A London Underground report leaked to rail unions, claim it’s not worth the money in making tube trains driverless, putting a negative outlook on the proposal to spend £7 billion by Transport for London (TfL) on the transition.
Railway drivers’ union, Aslef, would rather prefer the project to be scrapped altogether as they believe that the idea was politically driven.
The report prepared for TfL managers states that the cost of running trains without drivers and attendants would be huge and the benefits would be marginal.
The report claim that converting old rail lines is not financially viable because of the high capital costs involved even though the document suggests that it could make sense to include driverless capability on new rail lines and upgrades.
New platform barriers and doors will need to be constructed to stop people falling onto the track, also new signalling systems and other equipment need to be put in place.
Despite the trains been driverless, the report suggests that there would still need to be a train operator on every Tube train due to the nature of London’s lines which are deep and only inches wider than the trains themselves.

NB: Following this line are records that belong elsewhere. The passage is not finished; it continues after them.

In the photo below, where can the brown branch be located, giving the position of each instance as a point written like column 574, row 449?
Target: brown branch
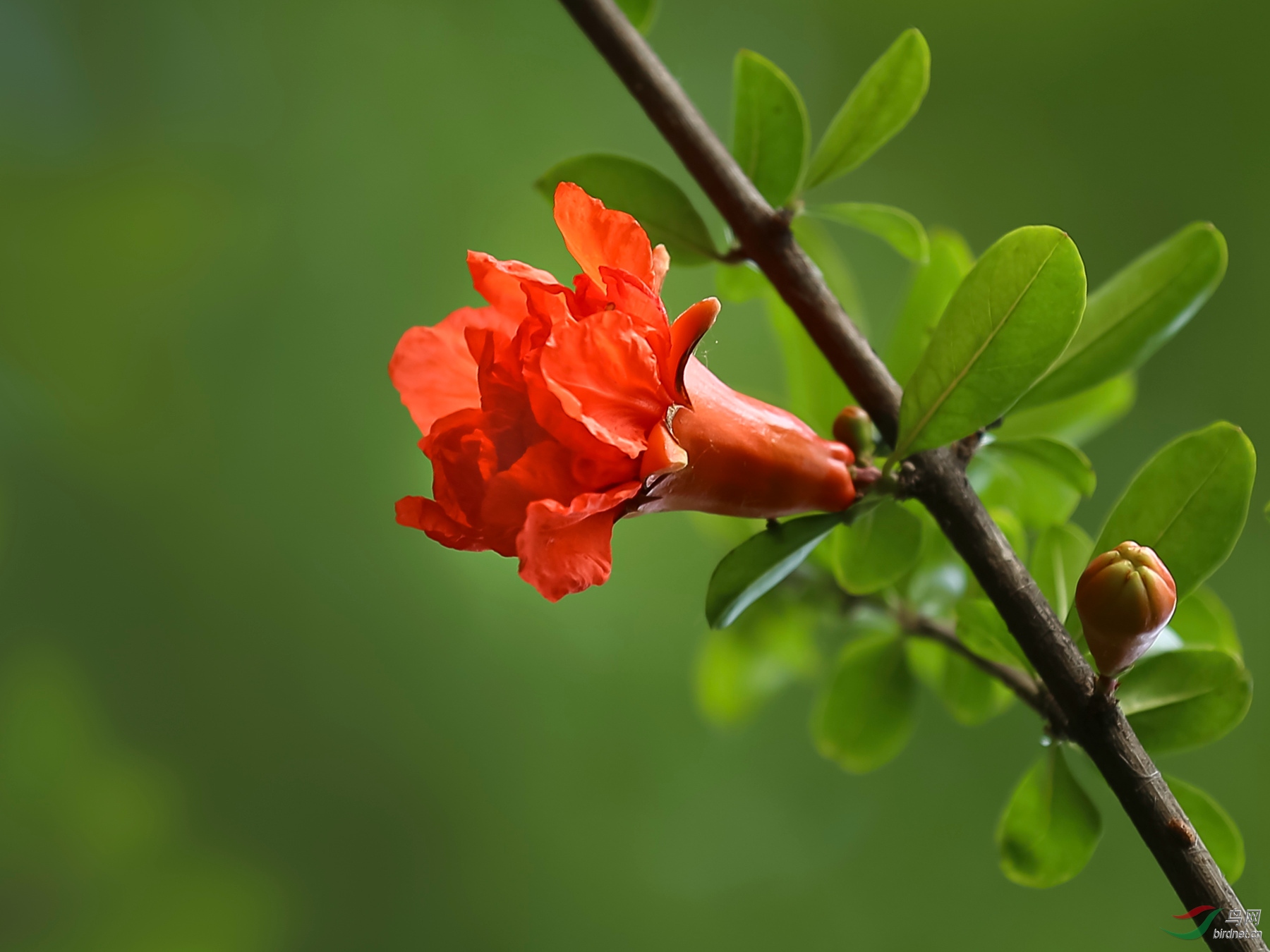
column 938, row 480
column 1028, row 690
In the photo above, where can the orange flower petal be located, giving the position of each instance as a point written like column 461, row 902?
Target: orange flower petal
column 433, row 370
column 663, row 453
column 633, row 298
column 543, row 472
column 419, row 513
column 568, row 547
column 749, row 458
column 660, row 266
column 686, row 333
column 596, row 235
column 500, row 282
column 605, row 374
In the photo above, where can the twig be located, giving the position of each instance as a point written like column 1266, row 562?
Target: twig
column 1028, row 690
column 940, row 482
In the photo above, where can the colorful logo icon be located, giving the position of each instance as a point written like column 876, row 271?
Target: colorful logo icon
column 1198, row 932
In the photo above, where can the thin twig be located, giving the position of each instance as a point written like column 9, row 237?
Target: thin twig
column 939, row 480
column 1029, row 691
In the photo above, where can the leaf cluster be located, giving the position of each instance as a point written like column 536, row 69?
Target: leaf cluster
column 1012, row 353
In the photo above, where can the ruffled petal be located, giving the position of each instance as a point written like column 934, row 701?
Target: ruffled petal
column 500, row 282
column 568, row 547
column 606, row 376
column 631, row 296
column 749, row 458
column 660, row 266
column 419, row 513
column 596, row 235
column 433, row 370
column 544, row 472
column 464, row 458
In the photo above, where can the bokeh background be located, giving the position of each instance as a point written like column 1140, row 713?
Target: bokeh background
column 241, row 710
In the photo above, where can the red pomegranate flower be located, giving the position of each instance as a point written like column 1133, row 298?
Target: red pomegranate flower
column 552, row 412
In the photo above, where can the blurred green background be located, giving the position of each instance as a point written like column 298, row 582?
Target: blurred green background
column 241, row 710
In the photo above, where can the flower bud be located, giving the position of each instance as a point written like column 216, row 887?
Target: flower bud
column 855, row 428
column 1125, row 598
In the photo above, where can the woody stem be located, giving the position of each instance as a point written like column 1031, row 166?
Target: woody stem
column 935, row 477
column 1028, row 691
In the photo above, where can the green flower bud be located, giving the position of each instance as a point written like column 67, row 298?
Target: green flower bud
column 855, row 428
column 1125, row 598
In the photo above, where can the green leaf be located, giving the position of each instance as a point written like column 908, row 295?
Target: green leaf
column 981, row 628
column 738, row 283
column 1051, row 826
column 1214, row 826
column 933, row 285
column 1039, row 479
column 969, row 693
column 1137, row 312
column 768, row 649
column 1006, row 324
column 1058, row 559
column 1187, row 698
column 771, row 133
column 641, row 13
column 641, row 190
column 895, row 226
column 758, row 564
column 1062, row 458
column 1075, row 419
column 1187, row 503
column 1203, row 620
column 866, row 714
column 878, row 550
column 879, row 107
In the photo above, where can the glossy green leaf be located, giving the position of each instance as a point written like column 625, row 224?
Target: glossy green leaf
column 969, row 693
column 982, row 630
column 933, row 285
column 738, row 283
column 895, row 226
column 1187, row 698
column 762, row 561
column 1203, row 620
column 1214, row 826
column 1076, row 419
column 1022, row 485
column 1058, row 559
column 1187, row 503
column 878, row 550
column 1051, row 826
column 641, row 190
column 865, row 716
column 1006, row 324
column 641, row 13
column 771, row 135
column 879, row 107
column 1137, row 312
column 1062, row 458
column 770, row 647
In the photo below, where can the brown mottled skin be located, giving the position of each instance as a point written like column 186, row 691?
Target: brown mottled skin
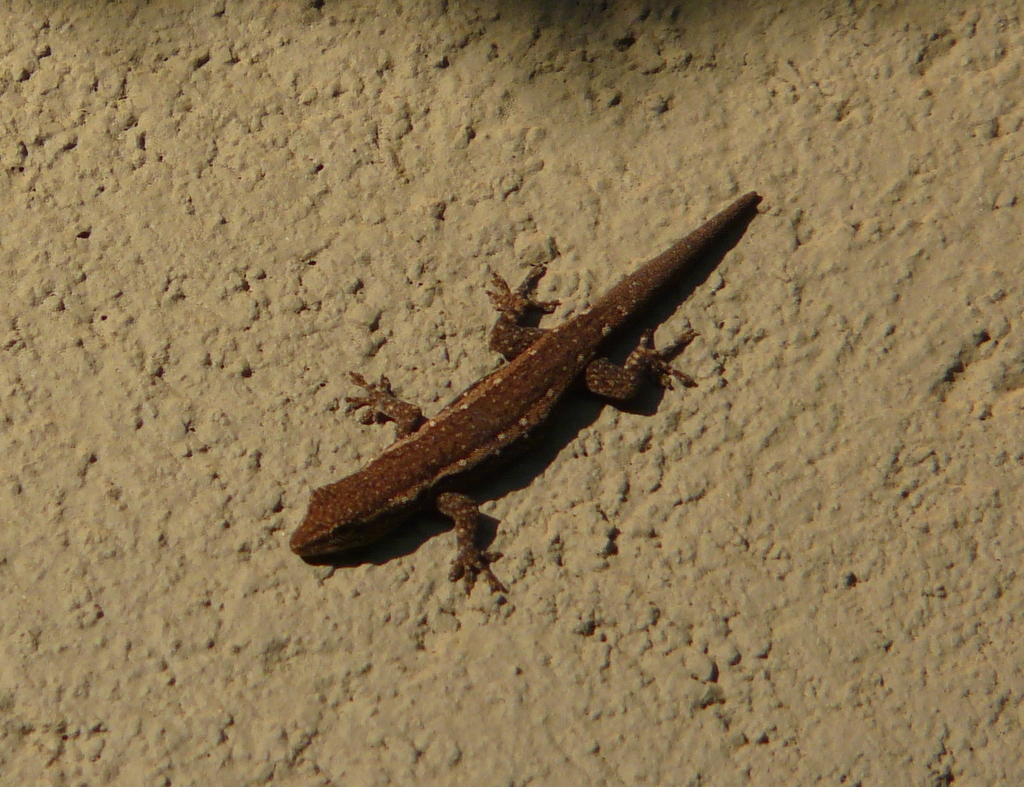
column 432, row 460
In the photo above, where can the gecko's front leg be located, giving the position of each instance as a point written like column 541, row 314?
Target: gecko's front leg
column 381, row 405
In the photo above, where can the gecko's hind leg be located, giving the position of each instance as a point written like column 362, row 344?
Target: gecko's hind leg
column 469, row 562
column 623, row 383
column 509, row 336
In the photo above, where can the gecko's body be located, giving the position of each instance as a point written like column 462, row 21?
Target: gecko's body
column 432, row 461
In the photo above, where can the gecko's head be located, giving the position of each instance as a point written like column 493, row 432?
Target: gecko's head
column 344, row 516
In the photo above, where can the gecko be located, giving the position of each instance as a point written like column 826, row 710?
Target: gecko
column 432, row 462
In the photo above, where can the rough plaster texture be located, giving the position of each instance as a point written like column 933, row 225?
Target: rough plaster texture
column 805, row 571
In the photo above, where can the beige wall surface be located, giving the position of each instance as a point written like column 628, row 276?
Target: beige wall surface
column 806, row 570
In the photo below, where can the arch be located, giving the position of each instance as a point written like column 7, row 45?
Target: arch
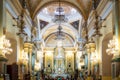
column 66, row 25
column 106, row 59
column 39, row 8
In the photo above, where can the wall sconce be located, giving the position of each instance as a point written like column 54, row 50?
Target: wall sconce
column 94, row 58
column 90, row 46
column 5, row 46
column 37, row 66
column 112, row 47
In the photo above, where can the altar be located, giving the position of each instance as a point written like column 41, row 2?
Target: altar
column 60, row 75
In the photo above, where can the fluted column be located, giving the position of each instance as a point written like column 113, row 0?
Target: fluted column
column 116, row 16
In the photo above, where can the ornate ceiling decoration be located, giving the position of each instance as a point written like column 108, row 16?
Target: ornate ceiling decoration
column 83, row 6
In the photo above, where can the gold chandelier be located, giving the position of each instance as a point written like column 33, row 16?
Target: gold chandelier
column 5, row 46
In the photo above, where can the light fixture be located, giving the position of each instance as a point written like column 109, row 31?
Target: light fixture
column 20, row 22
column 37, row 66
column 90, row 46
column 60, row 18
column 24, row 58
column 112, row 47
column 5, row 46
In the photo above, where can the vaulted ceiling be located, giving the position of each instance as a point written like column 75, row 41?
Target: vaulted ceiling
column 83, row 6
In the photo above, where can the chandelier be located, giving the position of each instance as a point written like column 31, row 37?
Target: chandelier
column 24, row 58
column 59, row 16
column 5, row 46
column 112, row 47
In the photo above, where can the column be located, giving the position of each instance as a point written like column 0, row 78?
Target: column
column 2, row 25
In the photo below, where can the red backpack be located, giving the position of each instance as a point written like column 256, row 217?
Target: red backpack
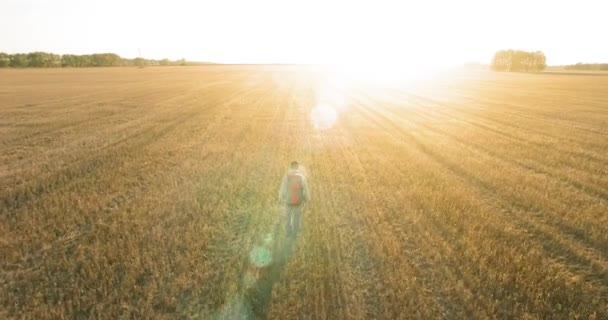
column 295, row 189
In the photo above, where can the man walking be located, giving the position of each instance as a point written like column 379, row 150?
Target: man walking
column 295, row 194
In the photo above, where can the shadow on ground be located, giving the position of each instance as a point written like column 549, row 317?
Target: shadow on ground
column 259, row 294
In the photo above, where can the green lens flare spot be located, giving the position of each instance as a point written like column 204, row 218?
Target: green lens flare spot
column 260, row 257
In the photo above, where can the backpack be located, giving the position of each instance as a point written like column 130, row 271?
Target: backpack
column 295, row 189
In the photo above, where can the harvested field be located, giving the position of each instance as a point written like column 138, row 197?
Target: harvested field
column 147, row 193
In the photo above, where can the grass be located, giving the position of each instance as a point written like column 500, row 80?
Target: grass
column 140, row 193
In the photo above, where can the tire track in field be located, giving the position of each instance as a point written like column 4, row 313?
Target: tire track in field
column 468, row 112
column 436, row 157
column 431, row 114
column 451, row 251
column 108, row 155
column 459, row 141
column 427, row 267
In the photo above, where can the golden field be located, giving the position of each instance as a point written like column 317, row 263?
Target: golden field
column 144, row 193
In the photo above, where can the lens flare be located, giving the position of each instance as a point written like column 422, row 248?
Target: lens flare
column 323, row 116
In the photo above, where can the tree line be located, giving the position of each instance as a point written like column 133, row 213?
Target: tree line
column 518, row 60
column 588, row 66
column 51, row 60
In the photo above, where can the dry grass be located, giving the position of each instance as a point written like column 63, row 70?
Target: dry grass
column 139, row 193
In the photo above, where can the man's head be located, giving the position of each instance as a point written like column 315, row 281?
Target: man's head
column 294, row 165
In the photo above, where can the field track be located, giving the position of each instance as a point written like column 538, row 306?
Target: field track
column 147, row 193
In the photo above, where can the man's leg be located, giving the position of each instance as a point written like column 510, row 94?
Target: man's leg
column 289, row 217
column 297, row 212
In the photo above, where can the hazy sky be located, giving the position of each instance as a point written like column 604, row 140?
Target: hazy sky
column 309, row 31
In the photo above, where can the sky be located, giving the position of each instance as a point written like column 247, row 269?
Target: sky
column 415, row 32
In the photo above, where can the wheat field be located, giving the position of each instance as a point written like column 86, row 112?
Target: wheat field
column 152, row 194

Some benefits noted would include better platform safety and slight increases in reliability.
The document, dated August, continues: “Value for money is significantly weakened if driverless conversion is undertaken via a retro-fit of existing trains and infrastructure, due to increased costs, risks and shorter remaining life of key assets.
“Value for money and affordability of driverless conversion should be considered as opportunities arise alongside planned line upgrade and asset renewal programmes through the 2020s-2040s.
“The driverless case is unlikely to be strong enough to justify prioritisation ahead of planned capacity enhancements on the LU network.”
It concluded: “Staffing efficiencies are offset by increased maintenance costs of the additional safety systems, surveillance, security fencing etc required.
“Overall the case is not financially positive given the high capital costs.
“Its implementation network-wide will present a considerable affordability challenge which will further exacerbate TfL’s current financial and longer-term funding position.”